February 7, 2012, is the 200th birthday of Charles Dickens. The best of times, or the worst of times? One wonders if Dickens, who died thirty years before the turn of the 20th Century, would be pleased to know that his stories and characters are remembered well into an era he could not have conceived, yet arguably might have found a home in. You don’t have to have read his entire catalogue, or even a single volume of his works to know names like Oliver Twist, David Copperfield, Nicholas Nickleby, the Artful Dodger, Miss Havisham, Sydney Carton and Charles Darnay, and perhaps most notably, Jacob Marley, Tiny Tim and Ebenezer Scrooge. As I’ve observed before, how we celebrate Christmas today is largely the result of how Dickens portrayed it. Dickensian is a familiar adjective that conjures immediately an idealized image of the grand old city of London, his everlasting muse. Stylistically, Dickens was a master of character, an expert wielder of the cliffhanger. Socially, he was a champion of the poor, an advocate of justice and a relentless believer in the capability of good to triumph over evil. Story was his sword, and with it he carved himself a legacy still seen in the most popular fiction of today – particularly that which celebrates the underdog and his fight against overwhelming odds.
The romanticism of the Dickensian tale resonates to this day, I believe, because he recognized that we all crave that same heightened sense of adventure in our own lives. Edyta Śliwińska of Dancing with the Stars fame, in discussing the various failed relationships that had sprung up between celebrities and partners during the course of the show, cannily observed their failure to know the difference between intense attraction and a lasting emotional connection – the mistaking, as it were, of movie love for real love. Fictional romances, whether on the screen or in printed pages, are a powerful narcotic because of their savvy manipulation of the universality of emotions. We want to be swept off our feet in slow motion to the swell of orchestral strings and walk into the sunset of the happily ever after. It is not that our real lives are less interesting – far from it when closely examined – but we are drawn in by the heightened and artificial reality of the story. The natural ebbs and flows of relationships are compressed into 90 minutes, the sweet moments escalated into diabetic fits of ecstasy. In the story you don’t see the sitting up at three a.m. worrying while your partner squats noisily on the toilet, and any screaming matches usually only happen in the last third of the second act; once the screen goes to black and the credits roll, all is right in the world forever and evermore. Real love is messy, and angry, and hurtful, even hateful at times. But it is real, and unlike the movie, it is lasting.

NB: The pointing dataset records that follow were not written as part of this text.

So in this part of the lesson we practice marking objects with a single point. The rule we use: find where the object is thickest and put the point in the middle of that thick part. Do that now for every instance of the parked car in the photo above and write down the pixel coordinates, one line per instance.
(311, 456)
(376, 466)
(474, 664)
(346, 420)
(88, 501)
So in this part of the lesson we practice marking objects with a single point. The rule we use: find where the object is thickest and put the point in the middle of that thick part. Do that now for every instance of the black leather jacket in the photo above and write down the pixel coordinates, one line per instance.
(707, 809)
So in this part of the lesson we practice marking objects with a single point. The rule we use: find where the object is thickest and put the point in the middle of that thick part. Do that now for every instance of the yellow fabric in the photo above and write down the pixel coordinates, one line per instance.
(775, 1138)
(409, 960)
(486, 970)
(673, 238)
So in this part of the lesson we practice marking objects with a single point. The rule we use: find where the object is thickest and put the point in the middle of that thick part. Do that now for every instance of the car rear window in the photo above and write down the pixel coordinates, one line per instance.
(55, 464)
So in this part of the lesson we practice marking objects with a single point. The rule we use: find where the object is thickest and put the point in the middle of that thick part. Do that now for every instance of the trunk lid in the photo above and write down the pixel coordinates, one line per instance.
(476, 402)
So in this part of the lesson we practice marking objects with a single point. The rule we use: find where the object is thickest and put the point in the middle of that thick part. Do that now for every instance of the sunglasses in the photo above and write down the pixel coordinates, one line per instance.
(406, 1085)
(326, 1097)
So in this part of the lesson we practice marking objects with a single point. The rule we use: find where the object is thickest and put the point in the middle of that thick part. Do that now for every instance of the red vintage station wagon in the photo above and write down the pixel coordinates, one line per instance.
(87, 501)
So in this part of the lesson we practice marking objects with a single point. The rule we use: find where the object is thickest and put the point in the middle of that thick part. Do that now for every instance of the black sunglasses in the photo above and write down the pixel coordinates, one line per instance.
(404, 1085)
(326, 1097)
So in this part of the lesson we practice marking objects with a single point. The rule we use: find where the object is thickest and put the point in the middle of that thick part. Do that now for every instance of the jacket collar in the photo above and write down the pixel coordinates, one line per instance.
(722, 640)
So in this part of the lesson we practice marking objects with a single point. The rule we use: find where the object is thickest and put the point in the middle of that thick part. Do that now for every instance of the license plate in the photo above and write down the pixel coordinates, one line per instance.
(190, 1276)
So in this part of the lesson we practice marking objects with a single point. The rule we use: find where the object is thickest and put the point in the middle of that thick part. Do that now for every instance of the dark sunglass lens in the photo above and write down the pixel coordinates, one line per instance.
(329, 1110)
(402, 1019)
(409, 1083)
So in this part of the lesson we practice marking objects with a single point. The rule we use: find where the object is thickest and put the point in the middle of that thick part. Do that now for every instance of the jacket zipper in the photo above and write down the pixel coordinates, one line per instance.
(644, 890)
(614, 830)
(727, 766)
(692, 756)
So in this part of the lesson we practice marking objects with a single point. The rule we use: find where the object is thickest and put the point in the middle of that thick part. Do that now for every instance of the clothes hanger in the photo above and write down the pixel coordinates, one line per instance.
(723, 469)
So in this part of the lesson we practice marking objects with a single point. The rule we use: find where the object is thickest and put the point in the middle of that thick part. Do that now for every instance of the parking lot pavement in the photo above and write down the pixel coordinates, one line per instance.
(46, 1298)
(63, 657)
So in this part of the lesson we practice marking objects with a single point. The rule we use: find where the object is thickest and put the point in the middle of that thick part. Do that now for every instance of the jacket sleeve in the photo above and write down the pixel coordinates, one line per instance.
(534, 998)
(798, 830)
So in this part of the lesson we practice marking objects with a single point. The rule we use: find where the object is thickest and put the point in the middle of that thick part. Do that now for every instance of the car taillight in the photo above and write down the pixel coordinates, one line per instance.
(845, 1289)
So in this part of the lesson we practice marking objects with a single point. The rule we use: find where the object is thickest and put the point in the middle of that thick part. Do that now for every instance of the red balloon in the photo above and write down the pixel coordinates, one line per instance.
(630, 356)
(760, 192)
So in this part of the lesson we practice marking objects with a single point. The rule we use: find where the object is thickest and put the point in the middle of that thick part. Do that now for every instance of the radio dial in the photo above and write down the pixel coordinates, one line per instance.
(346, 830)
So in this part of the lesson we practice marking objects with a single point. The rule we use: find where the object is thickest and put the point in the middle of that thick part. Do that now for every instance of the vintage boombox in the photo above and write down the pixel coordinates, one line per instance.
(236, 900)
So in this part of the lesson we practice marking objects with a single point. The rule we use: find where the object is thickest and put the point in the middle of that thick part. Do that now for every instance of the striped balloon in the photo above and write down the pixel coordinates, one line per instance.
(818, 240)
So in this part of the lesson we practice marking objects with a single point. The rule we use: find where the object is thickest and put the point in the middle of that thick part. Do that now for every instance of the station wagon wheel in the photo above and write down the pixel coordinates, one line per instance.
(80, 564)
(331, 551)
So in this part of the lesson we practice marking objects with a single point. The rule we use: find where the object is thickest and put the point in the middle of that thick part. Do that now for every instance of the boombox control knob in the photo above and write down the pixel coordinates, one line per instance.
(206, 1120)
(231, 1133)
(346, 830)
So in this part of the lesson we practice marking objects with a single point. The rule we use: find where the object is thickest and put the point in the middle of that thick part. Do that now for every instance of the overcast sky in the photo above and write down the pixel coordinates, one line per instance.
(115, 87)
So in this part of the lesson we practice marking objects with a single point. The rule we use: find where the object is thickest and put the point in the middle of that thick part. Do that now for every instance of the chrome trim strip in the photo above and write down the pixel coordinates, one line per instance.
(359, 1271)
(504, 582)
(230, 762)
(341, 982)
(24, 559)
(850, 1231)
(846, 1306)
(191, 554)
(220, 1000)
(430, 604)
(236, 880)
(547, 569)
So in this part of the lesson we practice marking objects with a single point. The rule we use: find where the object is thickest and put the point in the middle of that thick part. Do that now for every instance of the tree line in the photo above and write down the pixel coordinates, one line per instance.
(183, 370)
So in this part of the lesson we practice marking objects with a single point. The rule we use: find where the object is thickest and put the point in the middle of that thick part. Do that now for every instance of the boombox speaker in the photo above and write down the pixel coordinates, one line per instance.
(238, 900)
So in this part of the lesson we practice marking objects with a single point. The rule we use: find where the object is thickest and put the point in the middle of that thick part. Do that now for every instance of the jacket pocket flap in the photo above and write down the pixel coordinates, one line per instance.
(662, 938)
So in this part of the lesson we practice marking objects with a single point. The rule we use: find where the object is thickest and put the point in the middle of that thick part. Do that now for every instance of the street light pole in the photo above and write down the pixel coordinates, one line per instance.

Why then, do we still want the storybook version? It is perhaps a gut reaction to the madness of the world outside, an existential search for meaning in the face of suffering. I choose to see it as a case for optimism about the nature of humanity. Like all of nature’s creatures we are designed for survival at all costs, often by the cruellest methods available to us. Yet paradoxically we are still drawn toward the positive, the sense of anticipation of the prosperous future. We hunger for the reassurance of the triumph of good against evil no matter what the stakes, or the cost. Charles Dickens knew it, and could translate that longing into characters and tales into which we could invest ourselves. That, I think is the key to Dickens’ lasting appeal – the nurturing of that tiny flame which continues to burn in every human heart, no matter how downtrodden, how wracked with despair at seemingly unending misery. The longing for the light. The everlasting sense of hope.
And I’m told he had great legs too.
Excellent article. Alas not into Dickens. Too bleak.